Lord Stilicho stood motionless atop the slight ridge where the rear of the army was staked, his gaze lost somewhere beyond the haze and dust curling from the far-left of the battlefield. The courier before him—hardly more than a boy, red-faced and panting—had galloped over with the kind of urgency that announced disaster even before a word was spoken.

Now, with his chest heaving and tunic soaked in sweat, the boy delivered the news not as a message but as a eulogy.

There should have been pain.

There should always be pain when something you've built, something you've believed in, collapses before your eyes. When a flame you thought sturdy enough to weather the world's storms flickers out at the faintest breath of wind. But Stilicho felt nothing—not grief, not rage, not even the numb sting of disappointment.

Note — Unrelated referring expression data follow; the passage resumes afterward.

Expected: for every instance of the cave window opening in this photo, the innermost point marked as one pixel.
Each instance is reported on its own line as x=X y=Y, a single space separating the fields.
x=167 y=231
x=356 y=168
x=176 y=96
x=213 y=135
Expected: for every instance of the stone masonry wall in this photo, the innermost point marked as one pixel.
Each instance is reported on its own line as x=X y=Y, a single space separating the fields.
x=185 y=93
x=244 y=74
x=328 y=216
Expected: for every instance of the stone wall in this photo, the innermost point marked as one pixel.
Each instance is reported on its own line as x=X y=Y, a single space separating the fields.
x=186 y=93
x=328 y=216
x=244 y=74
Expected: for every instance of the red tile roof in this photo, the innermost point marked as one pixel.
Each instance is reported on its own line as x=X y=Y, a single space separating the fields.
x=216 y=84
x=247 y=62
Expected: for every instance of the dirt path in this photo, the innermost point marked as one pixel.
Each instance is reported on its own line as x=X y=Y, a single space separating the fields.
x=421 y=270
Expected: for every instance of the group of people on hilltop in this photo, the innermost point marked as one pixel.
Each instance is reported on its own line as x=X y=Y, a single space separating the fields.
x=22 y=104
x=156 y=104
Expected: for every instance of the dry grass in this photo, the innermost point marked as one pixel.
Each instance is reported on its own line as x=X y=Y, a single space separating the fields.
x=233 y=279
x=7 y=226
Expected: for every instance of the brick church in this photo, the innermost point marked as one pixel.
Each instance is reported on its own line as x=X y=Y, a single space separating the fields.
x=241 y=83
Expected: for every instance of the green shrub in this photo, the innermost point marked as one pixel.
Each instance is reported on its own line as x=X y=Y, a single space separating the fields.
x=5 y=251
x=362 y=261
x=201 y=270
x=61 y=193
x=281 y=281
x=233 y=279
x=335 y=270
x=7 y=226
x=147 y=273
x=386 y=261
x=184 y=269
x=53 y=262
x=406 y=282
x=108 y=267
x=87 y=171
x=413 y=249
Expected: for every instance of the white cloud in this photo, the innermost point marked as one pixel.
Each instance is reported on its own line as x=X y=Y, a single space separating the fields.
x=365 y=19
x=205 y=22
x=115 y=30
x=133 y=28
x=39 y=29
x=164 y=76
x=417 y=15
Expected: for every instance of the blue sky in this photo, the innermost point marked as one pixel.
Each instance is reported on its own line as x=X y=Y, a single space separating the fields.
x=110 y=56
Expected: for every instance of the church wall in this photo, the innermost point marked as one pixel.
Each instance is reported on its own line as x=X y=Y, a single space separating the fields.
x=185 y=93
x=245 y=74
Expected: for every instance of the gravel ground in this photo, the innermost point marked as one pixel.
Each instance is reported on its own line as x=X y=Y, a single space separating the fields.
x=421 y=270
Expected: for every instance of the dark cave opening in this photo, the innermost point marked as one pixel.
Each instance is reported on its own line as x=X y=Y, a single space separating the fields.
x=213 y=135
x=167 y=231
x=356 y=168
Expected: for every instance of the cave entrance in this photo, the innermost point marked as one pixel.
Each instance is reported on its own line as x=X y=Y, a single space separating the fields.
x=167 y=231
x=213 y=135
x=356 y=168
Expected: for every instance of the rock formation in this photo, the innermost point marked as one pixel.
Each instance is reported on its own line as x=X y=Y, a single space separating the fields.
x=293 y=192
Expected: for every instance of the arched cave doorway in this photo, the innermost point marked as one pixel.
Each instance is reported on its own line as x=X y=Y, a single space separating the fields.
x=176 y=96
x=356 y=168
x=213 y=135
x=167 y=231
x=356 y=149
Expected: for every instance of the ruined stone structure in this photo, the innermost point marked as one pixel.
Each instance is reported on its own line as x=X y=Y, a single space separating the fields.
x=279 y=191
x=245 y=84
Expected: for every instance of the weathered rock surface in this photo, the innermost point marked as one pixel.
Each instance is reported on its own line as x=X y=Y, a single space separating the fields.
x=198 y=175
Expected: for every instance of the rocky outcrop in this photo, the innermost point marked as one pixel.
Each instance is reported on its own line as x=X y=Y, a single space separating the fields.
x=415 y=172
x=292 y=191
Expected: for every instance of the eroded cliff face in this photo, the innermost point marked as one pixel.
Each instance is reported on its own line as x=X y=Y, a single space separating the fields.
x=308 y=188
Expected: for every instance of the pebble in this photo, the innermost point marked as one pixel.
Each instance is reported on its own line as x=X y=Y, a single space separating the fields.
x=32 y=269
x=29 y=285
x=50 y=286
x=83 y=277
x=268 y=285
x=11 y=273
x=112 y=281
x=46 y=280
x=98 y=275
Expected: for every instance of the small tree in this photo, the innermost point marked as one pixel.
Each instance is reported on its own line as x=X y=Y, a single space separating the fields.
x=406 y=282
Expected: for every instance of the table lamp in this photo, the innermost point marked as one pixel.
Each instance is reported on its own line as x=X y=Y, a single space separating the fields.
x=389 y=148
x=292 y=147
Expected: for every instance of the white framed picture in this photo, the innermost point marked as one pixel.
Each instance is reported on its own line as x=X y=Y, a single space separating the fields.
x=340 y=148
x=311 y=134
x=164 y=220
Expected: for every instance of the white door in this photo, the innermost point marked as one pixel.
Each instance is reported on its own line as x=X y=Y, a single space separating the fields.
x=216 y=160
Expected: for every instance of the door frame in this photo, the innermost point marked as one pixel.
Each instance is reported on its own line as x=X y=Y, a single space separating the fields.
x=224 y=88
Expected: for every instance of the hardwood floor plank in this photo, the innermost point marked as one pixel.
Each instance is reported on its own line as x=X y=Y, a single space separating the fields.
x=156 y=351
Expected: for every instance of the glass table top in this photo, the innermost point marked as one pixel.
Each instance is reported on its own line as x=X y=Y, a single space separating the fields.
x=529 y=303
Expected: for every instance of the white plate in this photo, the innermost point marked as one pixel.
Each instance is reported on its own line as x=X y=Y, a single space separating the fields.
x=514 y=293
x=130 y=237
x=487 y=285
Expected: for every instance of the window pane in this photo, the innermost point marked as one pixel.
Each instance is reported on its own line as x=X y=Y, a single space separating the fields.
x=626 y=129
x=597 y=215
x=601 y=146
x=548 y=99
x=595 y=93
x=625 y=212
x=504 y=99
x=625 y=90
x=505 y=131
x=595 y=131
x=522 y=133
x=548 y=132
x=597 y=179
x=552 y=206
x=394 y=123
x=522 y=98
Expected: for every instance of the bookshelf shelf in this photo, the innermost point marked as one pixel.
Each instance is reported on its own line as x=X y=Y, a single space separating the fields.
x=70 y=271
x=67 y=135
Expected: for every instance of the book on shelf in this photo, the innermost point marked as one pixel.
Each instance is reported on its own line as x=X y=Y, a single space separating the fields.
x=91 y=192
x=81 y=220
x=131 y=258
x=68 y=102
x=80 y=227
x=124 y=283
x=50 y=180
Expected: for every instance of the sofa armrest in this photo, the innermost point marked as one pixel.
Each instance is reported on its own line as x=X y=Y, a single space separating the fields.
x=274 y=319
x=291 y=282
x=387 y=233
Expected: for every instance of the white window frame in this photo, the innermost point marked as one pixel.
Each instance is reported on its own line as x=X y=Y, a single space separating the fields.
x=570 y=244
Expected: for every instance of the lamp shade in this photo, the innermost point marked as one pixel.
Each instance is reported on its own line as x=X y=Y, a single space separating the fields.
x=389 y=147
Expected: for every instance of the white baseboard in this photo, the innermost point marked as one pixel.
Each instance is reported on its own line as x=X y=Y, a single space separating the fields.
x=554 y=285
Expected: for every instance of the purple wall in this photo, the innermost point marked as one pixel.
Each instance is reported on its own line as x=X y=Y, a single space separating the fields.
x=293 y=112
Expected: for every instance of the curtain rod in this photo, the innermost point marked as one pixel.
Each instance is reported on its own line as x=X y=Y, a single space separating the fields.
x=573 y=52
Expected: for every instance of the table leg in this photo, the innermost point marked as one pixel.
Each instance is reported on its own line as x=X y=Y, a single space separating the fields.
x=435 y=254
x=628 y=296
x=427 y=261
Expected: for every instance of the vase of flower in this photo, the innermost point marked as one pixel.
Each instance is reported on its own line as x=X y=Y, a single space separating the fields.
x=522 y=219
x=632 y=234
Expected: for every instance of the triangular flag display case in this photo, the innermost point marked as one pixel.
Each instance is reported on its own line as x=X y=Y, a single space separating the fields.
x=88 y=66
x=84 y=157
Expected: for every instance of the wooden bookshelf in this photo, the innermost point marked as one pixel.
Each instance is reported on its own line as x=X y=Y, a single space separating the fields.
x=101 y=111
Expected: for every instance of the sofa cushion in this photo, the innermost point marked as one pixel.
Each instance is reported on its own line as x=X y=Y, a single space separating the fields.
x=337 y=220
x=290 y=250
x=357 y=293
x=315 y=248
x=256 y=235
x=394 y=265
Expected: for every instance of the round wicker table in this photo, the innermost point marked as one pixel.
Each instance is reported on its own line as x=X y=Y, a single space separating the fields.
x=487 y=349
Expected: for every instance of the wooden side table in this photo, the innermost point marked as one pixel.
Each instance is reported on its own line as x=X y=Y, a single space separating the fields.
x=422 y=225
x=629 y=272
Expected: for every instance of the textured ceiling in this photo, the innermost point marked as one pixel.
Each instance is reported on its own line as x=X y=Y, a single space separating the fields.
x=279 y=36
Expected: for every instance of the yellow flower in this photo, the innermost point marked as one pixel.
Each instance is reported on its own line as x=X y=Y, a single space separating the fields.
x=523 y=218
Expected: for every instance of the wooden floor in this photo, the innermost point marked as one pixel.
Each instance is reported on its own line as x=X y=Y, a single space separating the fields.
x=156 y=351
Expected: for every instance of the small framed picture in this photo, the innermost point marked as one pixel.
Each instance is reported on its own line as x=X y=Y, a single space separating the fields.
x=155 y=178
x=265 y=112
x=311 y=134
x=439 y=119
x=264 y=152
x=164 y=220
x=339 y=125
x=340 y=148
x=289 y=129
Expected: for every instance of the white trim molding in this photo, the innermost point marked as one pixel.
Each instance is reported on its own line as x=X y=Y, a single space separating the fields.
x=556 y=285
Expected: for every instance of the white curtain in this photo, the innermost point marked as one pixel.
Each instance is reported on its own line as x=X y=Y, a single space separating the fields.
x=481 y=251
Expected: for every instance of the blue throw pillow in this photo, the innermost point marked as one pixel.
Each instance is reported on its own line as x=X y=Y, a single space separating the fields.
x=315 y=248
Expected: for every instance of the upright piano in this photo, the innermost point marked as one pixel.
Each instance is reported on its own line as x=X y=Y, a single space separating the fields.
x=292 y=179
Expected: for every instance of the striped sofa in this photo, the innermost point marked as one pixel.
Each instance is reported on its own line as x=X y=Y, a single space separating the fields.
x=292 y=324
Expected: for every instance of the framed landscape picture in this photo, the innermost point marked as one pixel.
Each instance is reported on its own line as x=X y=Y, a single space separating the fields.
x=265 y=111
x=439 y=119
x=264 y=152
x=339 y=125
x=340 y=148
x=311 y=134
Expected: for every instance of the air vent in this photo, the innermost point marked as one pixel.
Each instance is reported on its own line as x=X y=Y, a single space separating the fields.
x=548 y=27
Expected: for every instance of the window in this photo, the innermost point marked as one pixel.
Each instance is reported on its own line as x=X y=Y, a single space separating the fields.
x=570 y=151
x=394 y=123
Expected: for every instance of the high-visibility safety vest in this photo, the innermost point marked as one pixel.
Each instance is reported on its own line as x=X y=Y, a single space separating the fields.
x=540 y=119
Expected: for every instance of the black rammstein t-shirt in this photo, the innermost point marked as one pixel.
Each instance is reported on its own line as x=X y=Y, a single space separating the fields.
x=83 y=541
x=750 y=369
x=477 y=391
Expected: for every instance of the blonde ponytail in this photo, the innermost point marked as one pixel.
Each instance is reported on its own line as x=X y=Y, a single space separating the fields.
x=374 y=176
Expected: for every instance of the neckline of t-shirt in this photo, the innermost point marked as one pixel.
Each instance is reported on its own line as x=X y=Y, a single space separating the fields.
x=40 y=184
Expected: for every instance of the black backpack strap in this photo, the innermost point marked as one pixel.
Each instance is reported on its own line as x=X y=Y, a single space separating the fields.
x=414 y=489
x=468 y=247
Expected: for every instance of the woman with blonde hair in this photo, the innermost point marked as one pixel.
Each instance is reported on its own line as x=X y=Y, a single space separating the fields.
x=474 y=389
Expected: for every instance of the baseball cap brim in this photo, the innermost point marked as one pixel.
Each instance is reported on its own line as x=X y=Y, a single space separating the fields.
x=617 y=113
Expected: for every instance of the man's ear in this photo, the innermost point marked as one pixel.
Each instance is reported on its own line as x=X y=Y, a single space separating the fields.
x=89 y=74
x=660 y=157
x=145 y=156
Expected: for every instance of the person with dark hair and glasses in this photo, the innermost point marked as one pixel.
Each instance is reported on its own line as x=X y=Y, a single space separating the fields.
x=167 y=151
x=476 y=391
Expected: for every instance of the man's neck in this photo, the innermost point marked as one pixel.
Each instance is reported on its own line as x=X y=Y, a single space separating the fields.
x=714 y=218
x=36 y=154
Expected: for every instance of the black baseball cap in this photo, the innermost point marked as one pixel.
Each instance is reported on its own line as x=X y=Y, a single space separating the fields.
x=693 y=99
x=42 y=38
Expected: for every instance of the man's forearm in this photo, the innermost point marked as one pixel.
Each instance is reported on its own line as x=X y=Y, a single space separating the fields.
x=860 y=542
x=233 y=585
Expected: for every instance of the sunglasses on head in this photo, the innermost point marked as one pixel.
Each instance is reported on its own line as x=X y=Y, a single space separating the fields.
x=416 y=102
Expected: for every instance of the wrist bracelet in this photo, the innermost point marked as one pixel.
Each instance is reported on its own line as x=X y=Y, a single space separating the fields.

He turned, his cloak whispering across the dust, and called for his second-in-command with the casual gravity of a man ordering wine at a quiet feast.

"Send 200 footmen to reinforce the right and aid the prince."

His voice carried calm, practiced authority. His officer bowed and moved to obey.

But the courier, sweat still clinging to his jaw like dew on scorched earth, stammered again, this time with just a bit too much fire: "My lord—His Grace requested as many men as possible. The flank is collapsing. They—"

Stilicho's head turned slowly, and when his eyes locked onto the boy's, the words dried like blood in the sun. The stare was not cruel, but cold enough to steal breath. There was no anger in it only silence. The kind that made men understand things they were not told.

"You'll tell His Grace," Stilicho said, each word sharpened like a blade honed on ice, "that he may have 250 men for his trouble."

The courier blinked, unsure if he was being indulged or dismissed, until Stilicho added, with a slight, steely narrowing of the eyes not impart its meaning, "Not one more."

The boy bowed and left, boots kicking up the dust of the dying day as he vanished into the storm that the Yarzat had brought upon them.

Stilicho exhaled quietly. Not a sigh. A release. He turned back toward the distant lines where men screamed and steel rang out like funeral bells, and there ,amidst the chaos, he found his proof.

I did well to keep other roads open, he thought to himself.Sharing the boat with Lechlian had always been a risk. I just never thought the damn fool would capsize it so quickly.

The fool clamored for a war that he could have never won.

And now?Now the waters were rising, reaching his knees, its cold grip cooling his skin.But he was not worried for Stilicho would swim.